The author spends some time on weather forecasting and how, unlike economic predictions, it has gotten much better over the years. He relates the fact that predicting the landfall of Hurricane Katrina was much more accurate than it could have been twenty years before the storm hit New Orleans in 2005.

I particularly liked three chapters. One is a chapter in which Silver describes Bob Voulgaris and his success in predicting the outcomes of basketball games. This one is a real treat as the author spends a good amount of time telling us why Voulgaris comes out on top more often than not. The second chapter involves computerized chess matches with regard to how either side (real player or computer) is prone to make mistakes. The third chapter is about poker...Silver's own initial success in it, who really is good at it and how that lead to his beginning FiveThirtyEight.

What Silver points out often is that aggregate forecasts are always better than individual predictions, but not necessarily better than just one forecast.
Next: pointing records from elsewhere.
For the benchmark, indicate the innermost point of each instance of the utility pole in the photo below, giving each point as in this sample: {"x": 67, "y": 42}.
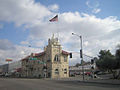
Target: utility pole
{"x": 81, "y": 53}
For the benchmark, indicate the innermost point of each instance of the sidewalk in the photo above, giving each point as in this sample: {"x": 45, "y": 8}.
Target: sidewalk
{"x": 103, "y": 81}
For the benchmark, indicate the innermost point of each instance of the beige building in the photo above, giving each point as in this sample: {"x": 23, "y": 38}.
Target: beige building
{"x": 52, "y": 62}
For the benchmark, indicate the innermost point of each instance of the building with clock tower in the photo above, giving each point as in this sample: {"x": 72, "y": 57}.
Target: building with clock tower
{"x": 51, "y": 63}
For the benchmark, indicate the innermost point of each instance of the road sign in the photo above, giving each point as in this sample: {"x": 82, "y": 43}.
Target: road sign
{"x": 31, "y": 58}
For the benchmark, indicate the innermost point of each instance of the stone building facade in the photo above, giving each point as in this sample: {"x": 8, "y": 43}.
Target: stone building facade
{"x": 51, "y": 63}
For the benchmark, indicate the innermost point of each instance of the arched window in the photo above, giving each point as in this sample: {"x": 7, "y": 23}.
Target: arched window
{"x": 56, "y": 58}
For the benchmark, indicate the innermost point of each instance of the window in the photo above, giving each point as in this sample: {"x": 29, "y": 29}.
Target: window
{"x": 56, "y": 71}
{"x": 65, "y": 71}
{"x": 65, "y": 59}
{"x": 56, "y": 58}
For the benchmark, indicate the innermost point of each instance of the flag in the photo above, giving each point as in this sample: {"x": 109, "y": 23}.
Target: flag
{"x": 54, "y": 19}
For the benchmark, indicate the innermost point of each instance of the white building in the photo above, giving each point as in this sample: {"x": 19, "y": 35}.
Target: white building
{"x": 13, "y": 67}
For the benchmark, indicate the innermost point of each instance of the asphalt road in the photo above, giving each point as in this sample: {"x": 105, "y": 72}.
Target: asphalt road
{"x": 41, "y": 84}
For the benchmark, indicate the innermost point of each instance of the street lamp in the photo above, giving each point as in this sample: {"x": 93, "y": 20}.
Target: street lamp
{"x": 81, "y": 53}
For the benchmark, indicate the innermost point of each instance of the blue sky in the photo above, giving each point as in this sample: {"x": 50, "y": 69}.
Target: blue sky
{"x": 25, "y": 22}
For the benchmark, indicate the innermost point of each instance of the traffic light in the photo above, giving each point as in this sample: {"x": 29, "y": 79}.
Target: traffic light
{"x": 70, "y": 55}
{"x": 92, "y": 61}
{"x": 81, "y": 53}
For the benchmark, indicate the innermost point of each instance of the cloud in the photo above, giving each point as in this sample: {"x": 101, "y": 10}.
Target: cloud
{"x": 22, "y": 11}
{"x": 96, "y": 10}
{"x": 97, "y": 33}
{"x": 1, "y": 26}
{"x": 94, "y": 6}
{"x": 24, "y": 42}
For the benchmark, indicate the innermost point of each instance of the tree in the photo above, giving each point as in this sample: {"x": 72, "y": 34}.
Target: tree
{"x": 106, "y": 61}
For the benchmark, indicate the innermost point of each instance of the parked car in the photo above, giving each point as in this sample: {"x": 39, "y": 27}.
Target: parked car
{"x": 88, "y": 73}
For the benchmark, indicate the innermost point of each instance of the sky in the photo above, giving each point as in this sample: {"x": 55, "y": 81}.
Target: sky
{"x": 26, "y": 22}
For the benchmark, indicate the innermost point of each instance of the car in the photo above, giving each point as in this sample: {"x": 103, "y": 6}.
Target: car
{"x": 87, "y": 73}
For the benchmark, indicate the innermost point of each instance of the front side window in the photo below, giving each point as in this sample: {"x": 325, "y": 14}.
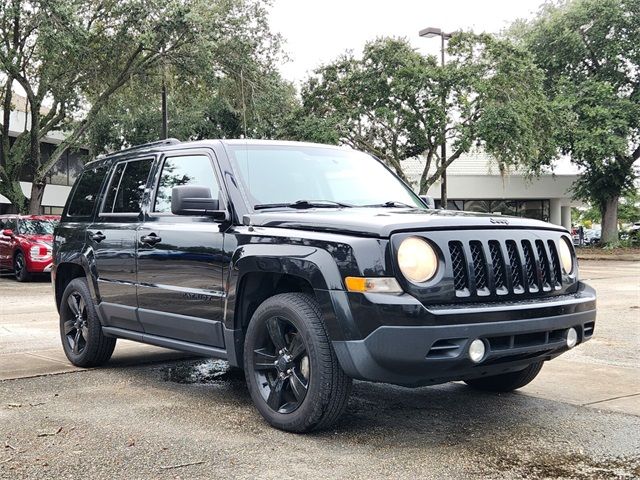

Even though there are a few times during the book when the narrative gets a little dry (algorithms, mostly!) the author has a propensity to give examples in layman's terms and this helps the reader in better understanding the points he is driving home.

"The Signal and the Noise" became a far more interesting book than I thought it would be when I began it....enjoyable and educational from start to finish. I highly recommend it and eagerly await his FiveThirtyEight in 2016!